[Date Prev][Date Next][Thread Prev][Thread Next][Date Index][Thread Index]

[netCDF #UPO-861727]: getVar crashed with compressed file



Use of the imap argument is very rare. My curiosity is why
you guys were using it at all. 

> The function is only slow when we are working with compressed netcdf file 
> (produced by nccopy). If we read off the uncompressed file, the performance 
> seems to be ok.
> 
> I did not personally wrote that part of the code, but looking at the 
> documentation:
> 
> Imap
> Vector of integers that specifies the mapping between the dimensions of a 
> netCDF variable and the in-memory structure of the internal data array. 
> imap[0] gives the distance between elements of the internal array 
> corresponding to the most slowly varying dimension of the netCDF variable. 
> imap[n-1] (where n is the rank of the netCDF variable) gives the distance 
> between elements of the internal array corresponding to the most rapidly 
> varying dimension of the netCDF variable. Intervening imap elements 
> correspond to other dimensions of the netCDF variable in the obvious way. 

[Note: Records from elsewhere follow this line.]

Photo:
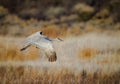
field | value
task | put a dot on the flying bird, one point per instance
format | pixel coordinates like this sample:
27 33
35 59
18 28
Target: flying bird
43 42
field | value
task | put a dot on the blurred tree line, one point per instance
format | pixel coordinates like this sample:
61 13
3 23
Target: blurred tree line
39 6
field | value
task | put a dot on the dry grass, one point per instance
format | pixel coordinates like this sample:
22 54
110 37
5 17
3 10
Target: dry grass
87 53
86 59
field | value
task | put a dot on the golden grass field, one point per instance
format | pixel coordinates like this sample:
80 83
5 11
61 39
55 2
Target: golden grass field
92 58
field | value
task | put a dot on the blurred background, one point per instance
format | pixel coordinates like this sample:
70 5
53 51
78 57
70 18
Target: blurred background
58 17
90 30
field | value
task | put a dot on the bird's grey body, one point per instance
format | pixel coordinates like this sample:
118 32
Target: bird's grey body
43 42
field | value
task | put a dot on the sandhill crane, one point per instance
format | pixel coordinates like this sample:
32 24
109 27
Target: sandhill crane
43 42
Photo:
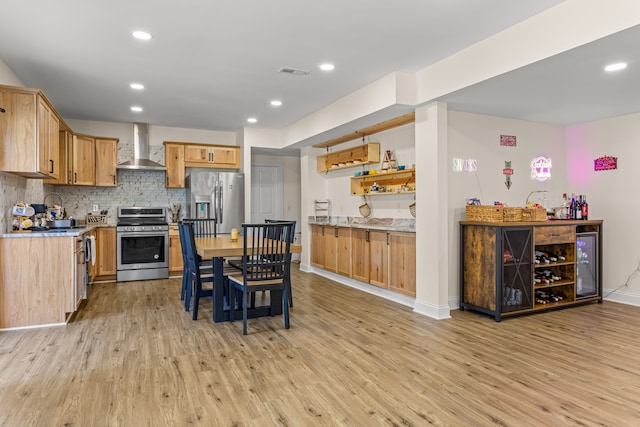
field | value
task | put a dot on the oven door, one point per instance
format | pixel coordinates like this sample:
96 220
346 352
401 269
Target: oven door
143 250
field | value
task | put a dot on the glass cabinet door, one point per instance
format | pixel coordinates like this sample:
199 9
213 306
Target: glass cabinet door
586 265
517 270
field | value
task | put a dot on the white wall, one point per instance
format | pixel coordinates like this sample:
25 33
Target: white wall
473 136
611 195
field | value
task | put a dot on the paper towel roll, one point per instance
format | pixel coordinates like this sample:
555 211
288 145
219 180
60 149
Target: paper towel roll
92 249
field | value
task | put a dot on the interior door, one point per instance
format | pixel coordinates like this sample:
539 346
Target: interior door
267 198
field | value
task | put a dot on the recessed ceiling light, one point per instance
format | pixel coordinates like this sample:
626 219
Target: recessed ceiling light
616 67
142 35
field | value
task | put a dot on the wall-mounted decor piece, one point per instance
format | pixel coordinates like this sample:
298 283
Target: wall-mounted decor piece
465 165
508 140
541 168
605 163
507 172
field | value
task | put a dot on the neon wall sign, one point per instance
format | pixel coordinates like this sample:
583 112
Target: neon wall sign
541 168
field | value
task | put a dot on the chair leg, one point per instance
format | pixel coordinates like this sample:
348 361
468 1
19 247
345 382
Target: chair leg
196 299
188 293
244 310
285 307
232 302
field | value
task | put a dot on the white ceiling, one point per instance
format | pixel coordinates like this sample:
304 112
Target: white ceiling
212 64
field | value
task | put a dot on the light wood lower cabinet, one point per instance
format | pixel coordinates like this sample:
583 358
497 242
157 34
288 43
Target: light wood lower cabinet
402 263
176 264
105 267
378 257
36 280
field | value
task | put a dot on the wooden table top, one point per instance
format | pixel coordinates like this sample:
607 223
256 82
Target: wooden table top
222 246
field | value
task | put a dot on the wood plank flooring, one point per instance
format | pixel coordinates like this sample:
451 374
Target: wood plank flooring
134 357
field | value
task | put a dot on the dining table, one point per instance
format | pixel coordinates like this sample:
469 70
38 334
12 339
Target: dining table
220 247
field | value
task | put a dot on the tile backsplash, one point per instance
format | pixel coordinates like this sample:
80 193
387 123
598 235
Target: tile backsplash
135 188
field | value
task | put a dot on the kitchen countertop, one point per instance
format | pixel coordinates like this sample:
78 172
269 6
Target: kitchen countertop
407 225
66 232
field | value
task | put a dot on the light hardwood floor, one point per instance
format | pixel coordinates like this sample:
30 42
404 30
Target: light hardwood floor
133 357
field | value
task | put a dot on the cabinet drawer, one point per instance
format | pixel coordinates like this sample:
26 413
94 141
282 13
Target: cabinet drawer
554 234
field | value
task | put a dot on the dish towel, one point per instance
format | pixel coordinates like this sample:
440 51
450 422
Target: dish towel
92 249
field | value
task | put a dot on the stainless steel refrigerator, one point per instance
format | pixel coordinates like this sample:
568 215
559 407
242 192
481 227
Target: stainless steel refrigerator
218 195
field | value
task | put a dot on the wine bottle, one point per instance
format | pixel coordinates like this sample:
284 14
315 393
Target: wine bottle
585 208
579 207
572 208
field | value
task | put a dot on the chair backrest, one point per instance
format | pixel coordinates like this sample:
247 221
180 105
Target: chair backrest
191 255
203 227
266 257
292 232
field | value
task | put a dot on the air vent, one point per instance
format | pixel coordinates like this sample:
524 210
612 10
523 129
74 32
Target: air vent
293 71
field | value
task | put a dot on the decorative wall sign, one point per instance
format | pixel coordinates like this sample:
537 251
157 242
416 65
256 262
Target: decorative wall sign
507 172
508 140
465 165
541 168
605 163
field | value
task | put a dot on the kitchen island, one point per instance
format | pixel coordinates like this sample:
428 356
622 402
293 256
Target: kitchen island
42 279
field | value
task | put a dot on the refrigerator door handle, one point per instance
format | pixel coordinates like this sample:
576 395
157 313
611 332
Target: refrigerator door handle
220 207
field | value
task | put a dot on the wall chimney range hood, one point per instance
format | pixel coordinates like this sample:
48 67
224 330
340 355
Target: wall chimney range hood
141 159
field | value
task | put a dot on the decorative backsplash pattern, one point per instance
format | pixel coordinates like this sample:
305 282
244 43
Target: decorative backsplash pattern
135 188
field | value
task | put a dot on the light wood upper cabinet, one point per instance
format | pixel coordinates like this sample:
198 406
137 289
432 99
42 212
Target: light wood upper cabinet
48 144
28 134
106 162
402 263
83 160
174 160
218 156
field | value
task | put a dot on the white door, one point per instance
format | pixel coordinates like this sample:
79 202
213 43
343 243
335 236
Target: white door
267 197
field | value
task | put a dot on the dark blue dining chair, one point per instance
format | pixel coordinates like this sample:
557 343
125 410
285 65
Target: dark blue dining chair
265 267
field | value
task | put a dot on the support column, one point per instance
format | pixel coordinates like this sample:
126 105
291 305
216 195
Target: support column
432 246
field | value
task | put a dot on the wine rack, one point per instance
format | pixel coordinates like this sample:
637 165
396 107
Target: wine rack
509 269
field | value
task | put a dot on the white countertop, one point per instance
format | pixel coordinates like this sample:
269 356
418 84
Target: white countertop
65 232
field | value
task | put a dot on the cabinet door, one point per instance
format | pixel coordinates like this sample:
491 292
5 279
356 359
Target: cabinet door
106 251
106 162
196 154
343 265
379 267
360 254
517 272
48 128
402 263
317 246
83 160
174 160
226 157
175 250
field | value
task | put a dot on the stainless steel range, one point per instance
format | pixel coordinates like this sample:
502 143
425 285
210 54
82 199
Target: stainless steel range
143 243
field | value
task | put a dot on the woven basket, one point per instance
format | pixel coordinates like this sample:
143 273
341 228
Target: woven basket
512 214
479 213
534 214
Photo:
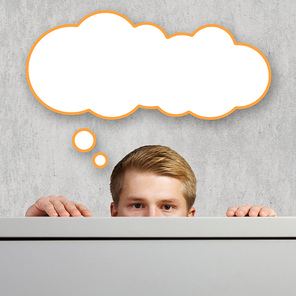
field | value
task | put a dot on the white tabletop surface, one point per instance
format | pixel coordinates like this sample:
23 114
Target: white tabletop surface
122 227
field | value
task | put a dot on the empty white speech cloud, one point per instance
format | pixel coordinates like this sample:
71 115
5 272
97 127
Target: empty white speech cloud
110 67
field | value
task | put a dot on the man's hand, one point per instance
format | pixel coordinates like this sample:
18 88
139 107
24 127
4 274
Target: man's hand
55 206
250 210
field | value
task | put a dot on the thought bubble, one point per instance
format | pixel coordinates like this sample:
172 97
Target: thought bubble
110 67
84 140
100 160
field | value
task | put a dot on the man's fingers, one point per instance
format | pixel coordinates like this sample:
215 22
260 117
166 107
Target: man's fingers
83 210
231 211
60 208
43 204
243 210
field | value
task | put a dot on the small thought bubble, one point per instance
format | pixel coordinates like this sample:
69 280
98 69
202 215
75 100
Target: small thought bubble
100 160
110 67
84 140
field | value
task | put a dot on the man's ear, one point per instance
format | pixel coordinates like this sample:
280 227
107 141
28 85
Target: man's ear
113 210
191 212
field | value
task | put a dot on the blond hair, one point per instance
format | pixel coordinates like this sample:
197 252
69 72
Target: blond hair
159 160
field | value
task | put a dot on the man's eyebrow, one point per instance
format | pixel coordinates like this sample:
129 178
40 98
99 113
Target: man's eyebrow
171 200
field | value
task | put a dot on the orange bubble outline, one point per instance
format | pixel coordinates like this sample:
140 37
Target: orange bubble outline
141 106
84 130
94 160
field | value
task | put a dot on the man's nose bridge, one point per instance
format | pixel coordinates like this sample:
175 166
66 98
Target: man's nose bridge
152 211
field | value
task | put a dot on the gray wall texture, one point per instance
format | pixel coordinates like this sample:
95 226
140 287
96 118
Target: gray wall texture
247 156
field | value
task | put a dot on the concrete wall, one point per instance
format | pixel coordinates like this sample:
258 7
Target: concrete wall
245 157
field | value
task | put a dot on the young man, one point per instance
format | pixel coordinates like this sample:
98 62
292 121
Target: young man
151 181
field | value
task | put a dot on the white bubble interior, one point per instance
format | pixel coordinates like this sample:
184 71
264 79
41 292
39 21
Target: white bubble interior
100 160
84 140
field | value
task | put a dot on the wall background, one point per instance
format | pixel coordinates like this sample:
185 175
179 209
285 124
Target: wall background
246 157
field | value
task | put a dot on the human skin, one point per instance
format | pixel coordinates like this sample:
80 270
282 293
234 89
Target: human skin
144 195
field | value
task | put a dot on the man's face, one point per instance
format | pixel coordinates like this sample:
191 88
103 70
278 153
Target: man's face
150 195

> Distances between elements are specified in type-independent units of 
> elements (the distance between internal elements that occupy adjacent memory 
> locations is 1 and not the element's byte-length as in netCDF 2).
> 
> 
> Does it matter if the size of the dataValues does not match up with the size 
> of the variables I am trying to read ?
> 
> For example,
> 
> If the size of the variable is 100X100 and I only need 2X2 from it. If I 
> allocate the data array size of 4, do I need to use imap in this case ?
> 
> 
> Thank you very much,
> 
> Norman
> 
> -----Original Message-----
> From: Unidata netCDF Support <address@hidden>
> Sent: Friday, August 17, 2018 4:11 PM
> To: Lo, Norman <address@hidden>
> Cc: address@hidden; Lo, Norman <address@hidden>
> Subject: [netCDF #UPO-861727]: getVar crashed with compressed file
> 
> Now I understand; you were using the getvarm functions of the netcdf-c API. 
> These are known to be slow for large reads.

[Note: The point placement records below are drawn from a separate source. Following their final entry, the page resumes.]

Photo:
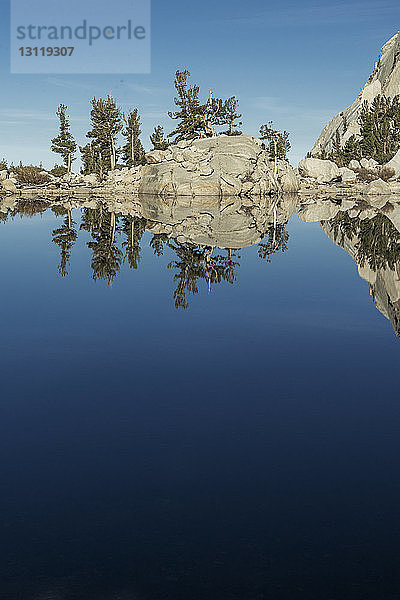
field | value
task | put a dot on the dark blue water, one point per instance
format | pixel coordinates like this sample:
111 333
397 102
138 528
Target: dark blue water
244 447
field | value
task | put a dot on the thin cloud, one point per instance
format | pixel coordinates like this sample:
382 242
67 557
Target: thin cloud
300 14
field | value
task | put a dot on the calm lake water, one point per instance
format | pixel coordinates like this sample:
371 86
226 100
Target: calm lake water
199 403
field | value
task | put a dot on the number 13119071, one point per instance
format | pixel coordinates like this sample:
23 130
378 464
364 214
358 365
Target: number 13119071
46 51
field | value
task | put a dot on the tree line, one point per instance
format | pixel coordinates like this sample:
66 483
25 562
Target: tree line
193 120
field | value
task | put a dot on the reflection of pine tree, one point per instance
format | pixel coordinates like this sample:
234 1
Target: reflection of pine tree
276 240
65 238
158 242
196 262
134 229
107 257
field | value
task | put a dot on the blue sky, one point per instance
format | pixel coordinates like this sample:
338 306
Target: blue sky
294 62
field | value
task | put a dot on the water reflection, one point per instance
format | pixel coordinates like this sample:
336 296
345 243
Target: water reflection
374 244
369 230
203 240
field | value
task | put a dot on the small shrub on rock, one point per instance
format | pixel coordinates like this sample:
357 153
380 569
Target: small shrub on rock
59 171
31 175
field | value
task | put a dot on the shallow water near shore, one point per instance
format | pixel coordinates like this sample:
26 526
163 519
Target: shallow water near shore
198 404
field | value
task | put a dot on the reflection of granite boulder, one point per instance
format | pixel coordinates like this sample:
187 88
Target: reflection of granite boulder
227 224
218 166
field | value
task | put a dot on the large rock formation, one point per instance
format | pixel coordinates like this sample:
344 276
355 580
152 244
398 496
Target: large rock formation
385 79
219 166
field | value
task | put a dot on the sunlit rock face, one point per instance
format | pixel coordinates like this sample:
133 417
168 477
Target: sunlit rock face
218 166
385 79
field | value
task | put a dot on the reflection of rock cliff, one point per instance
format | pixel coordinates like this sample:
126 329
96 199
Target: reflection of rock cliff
385 79
229 224
374 244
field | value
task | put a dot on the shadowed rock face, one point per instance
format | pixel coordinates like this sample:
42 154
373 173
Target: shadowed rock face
385 79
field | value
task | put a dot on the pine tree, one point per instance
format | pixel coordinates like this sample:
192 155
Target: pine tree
64 144
158 139
133 151
189 114
380 128
212 114
278 144
94 159
106 125
231 115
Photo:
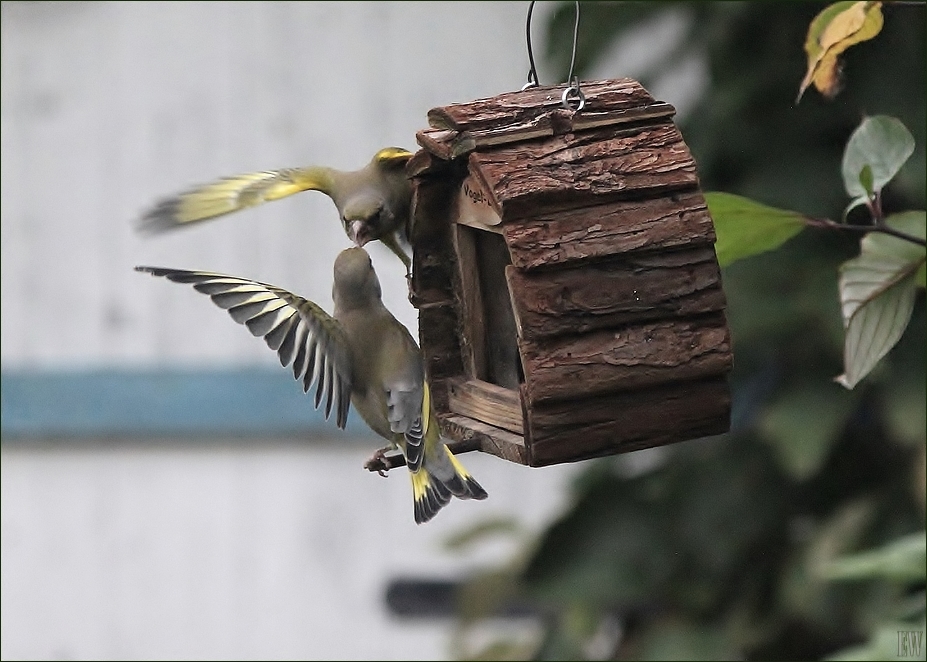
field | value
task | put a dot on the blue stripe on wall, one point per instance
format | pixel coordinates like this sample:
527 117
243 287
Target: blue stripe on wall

> What led you to use the version of getVar with the imap argument.
> Did you read a piece of documentation that said to use it?
> 
> >
> > So originally we were using the function:
> >
> > void        getVar (const std::vector< size_t > &start, const std::vector< 
> > size_t > &count, const std::vector< ptrdiff_t > &stride, const std::vector< 
> > ptrdiff_t > &imap, double *dataValues) const
> >
> > to get a subset of a variable.
> >
> > After we change to use the following function:
> >
> > void        getVar (const std::vector< size_t > &start, const std::vector< 
> > size_t > &count, double *dataValues) const
> >
> >
> >
> > Everything seems to be normal now.
> >
> > Thanks,
> >
> > Norman
> >
> >
> >
> > -----Original Message-----
> > From: Unidata netCDF Support <address@hidden>
> > Sent: Friday, August 3, 2018 3:43 PM
> > To: Lo, Norman <address@hidden>
> > Cc: address@hidden; Lo, Norman <address@hidden>
> > Subject: [netCDF #UPO-861727]: getVar crashed with compressed file
> >
> > The netcdf library uses the HDF5 dynamically loaded filter mechanism.
> > Using is somewhat complicated. A alightly simpler possibility is to use the 
> > szip compression.
> > From our FAQ:
> >
> > > *Optionally*, you can also build netCDF-4 with the szip library (a.k.a.
> > > szlib). If building with szlib, get szip 2.0 or later. Technically,
> > > we mean that the HDF5 library is built with szip support. The netcdf
> > > build will then inherit szip support from the HDF5 library.
> > ? If you intend to write files with szip compression, then we suggest
> > > that you use [libaec](https://gitlab.dkrz.de/k202009/libaec.git)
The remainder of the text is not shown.